Obrigado, @aliny! :)
Que post incrível! Muito bom poder presenciar um conteúdo aqui dessa forma. Caminho por referencias diferentes, mas que dialogam entre si. Tem uma influencia de J. Lacan nos registros do real, simbólico e imaginário, desenvolvidos no século XX, após desenvolvimentos prévios de referencias diferentes, como Freud, Jung, Clérambault e outros. Adler é citado em minhas referencias, mas não conheço a obra em si. Pensadores incríveis, pena que pouco aproveitados nos dias de hoje. Nesse mundo de padrões, moral, com pouca margem para imaginação, arte e formas de existência sociais, fadado ao individualismo. O positivismo nos trouxe até aqui, e se torna difícil trabalhar além dele, já que o pensar por reflexão, deu lugar ao pensar pela imagem. O imaginário e o real, estão quase no mesmo plano, e isso é extremamente perigoso, nos leva a economia psíquica que nos encontramos como um todo. E não tem trabalho mais bonito em minha opinião, do que ajudar aquele sujeito resgatar a fantasia/fantasma, e conseguir dar lugar a sua própria ficção, ao seu ser no mundo, no mundo social. Parabéns pelo texto!
Muito obrigado! Fico contente por seu comentário, sempre muito bem construído. Eu estudei um pouco de Lacan e, puxando da memória assim, acabo pensando na importância do significar e, num nível mais extremo, do delírio como cura daquele que 'vaga' na estrutura psicótica e passa pelo acontecimento da injunção. O modo como se estrutura o desejo também tem a ver com essa busca que menciono no texto.
Eu acho o Lacan muito interessante, mas tive que parar de estudá-lo, pois não tinha como conciliar o estudo da abordagem que escolhi com outra que é tão vasta (haja tempo para estudar corretamente todos aqueles seminários!).
Novamente, obrigado pela leitura e pelo comentário. Fico contente em saber que textos dessa natureza também podem ter uma boa recepção aqui! :)
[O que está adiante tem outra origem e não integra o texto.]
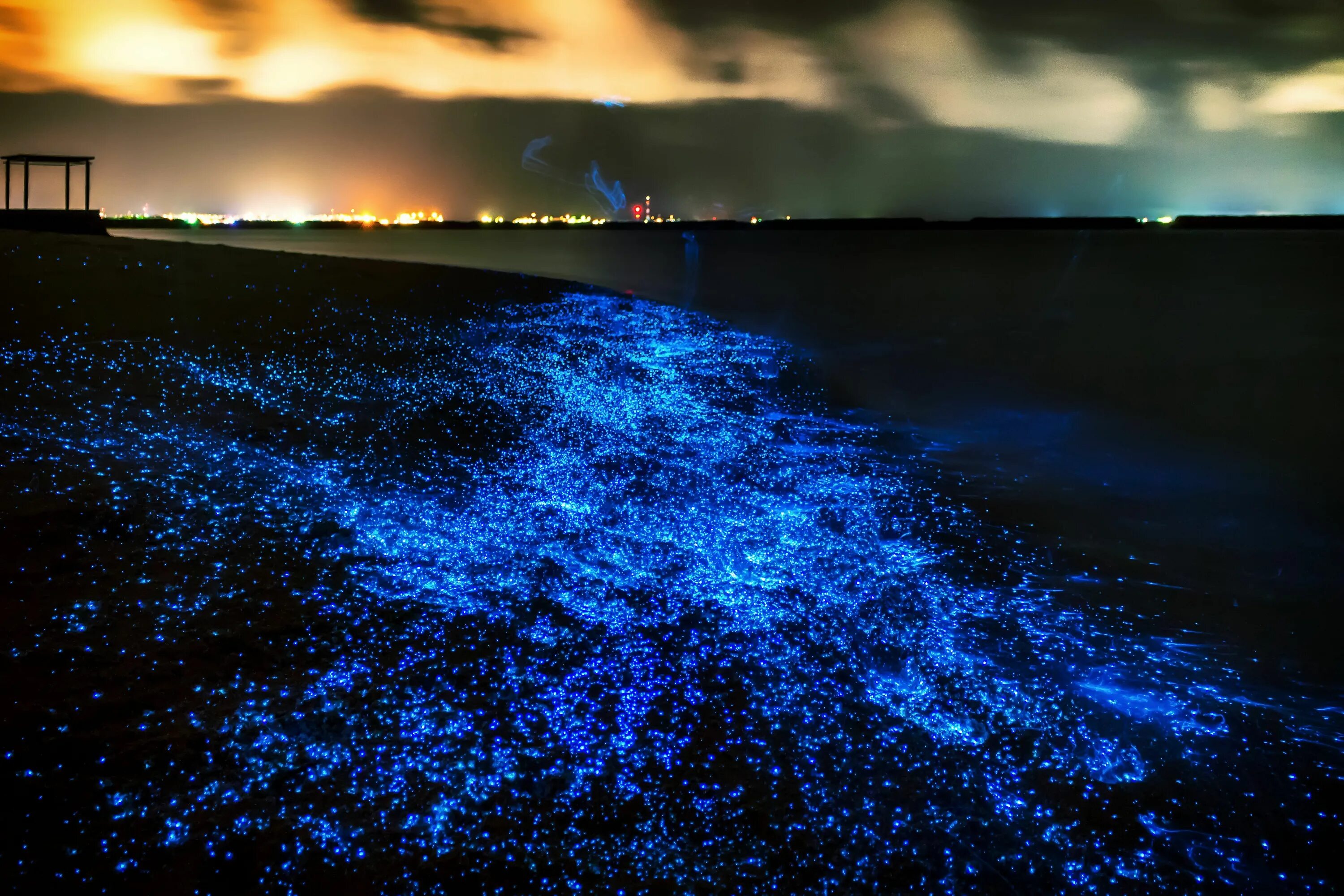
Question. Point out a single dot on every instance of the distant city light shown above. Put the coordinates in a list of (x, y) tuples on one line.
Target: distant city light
[(210, 220)]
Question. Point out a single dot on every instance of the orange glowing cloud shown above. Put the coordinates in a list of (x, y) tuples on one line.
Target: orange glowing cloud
[(292, 50)]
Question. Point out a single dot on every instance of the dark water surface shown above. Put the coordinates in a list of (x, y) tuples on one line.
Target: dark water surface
[(605, 594)]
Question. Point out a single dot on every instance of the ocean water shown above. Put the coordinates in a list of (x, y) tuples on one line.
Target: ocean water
[(604, 594)]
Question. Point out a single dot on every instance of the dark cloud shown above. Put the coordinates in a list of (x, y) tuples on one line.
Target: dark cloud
[(1269, 34), (452, 21), (463, 156)]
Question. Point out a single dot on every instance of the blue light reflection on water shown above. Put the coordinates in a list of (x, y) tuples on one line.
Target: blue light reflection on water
[(607, 594)]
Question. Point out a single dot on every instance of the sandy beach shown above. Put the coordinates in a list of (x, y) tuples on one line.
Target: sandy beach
[(388, 577)]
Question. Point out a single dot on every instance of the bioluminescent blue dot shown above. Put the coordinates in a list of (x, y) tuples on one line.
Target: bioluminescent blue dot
[(600, 594)]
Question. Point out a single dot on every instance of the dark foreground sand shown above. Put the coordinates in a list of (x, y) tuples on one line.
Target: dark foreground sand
[(590, 595)]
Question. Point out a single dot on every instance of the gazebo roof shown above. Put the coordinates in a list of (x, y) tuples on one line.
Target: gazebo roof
[(49, 160)]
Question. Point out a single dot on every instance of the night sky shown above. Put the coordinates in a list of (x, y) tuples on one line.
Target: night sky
[(715, 108)]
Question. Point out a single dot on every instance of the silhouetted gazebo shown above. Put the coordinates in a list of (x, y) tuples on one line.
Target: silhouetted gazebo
[(26, 160)]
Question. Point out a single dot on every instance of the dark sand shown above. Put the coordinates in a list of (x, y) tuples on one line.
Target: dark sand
[(1242, 542)]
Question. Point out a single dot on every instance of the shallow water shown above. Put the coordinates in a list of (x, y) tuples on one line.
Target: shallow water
[(601, 594)]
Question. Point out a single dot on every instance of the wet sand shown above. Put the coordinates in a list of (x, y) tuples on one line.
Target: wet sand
[(268, 582)]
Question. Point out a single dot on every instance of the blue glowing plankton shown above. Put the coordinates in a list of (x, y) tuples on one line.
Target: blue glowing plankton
[(599, 594)]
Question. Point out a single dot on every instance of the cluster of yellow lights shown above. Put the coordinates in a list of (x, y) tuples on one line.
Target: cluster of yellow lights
[(402, 220), (545, 220)]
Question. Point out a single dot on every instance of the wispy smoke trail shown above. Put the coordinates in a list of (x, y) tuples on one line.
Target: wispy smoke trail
[(609, 197), (533, 160)]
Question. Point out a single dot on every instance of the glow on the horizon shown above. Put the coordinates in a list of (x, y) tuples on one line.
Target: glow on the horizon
[(154, 49), (593, 583)]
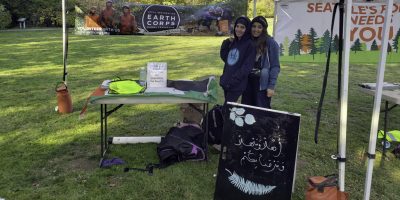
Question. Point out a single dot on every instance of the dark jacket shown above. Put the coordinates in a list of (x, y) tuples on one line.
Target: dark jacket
[(239, 57)]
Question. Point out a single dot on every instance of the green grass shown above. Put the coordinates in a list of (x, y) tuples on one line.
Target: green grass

Eu gosto muito. Sigo atualmente em estudo, a escola francesa de psicanálise com Czemark, Melman, Tyszler, e outros, invariavelmente tenho que retornar a esses autores para entender alguns conceitos, e sempre levo dúvida a professores, é bem difícil na minha opinião. Umas formulas muito diferentes, ta doido. kkkk.
Ainda avançaram mais nos dias de hoje. Mesmo assim meu autor favorito é S. Freud. Bom saber mais gente gosta desses assuntos por aqui! Valeu!
Eu não cheguei tão longe na psicanálise por aquele motivo que falei, mas imagino que as coisas andam já bastante adiantadas em relação às épocas antigas.
Concordo com você que seja bastante difícil. O próprio Lacan existe bastante por causa de usa linguagem e da utilização de conceitos de outros campos de conhecimento (matemática, por exemplo).
Já vi aproximações de Jung e Lacan em Andrew Samuels, ele fala sobre o simbólico ser ligado ao conceito de inconsciente coletivo, o imaginário ao de inconsciente pessoal e o Real como associado à noção de inconsciente psicóide.
É muito interessante como, apesar de diferentes linguagens, transitamos num mesmo mundo misterioso.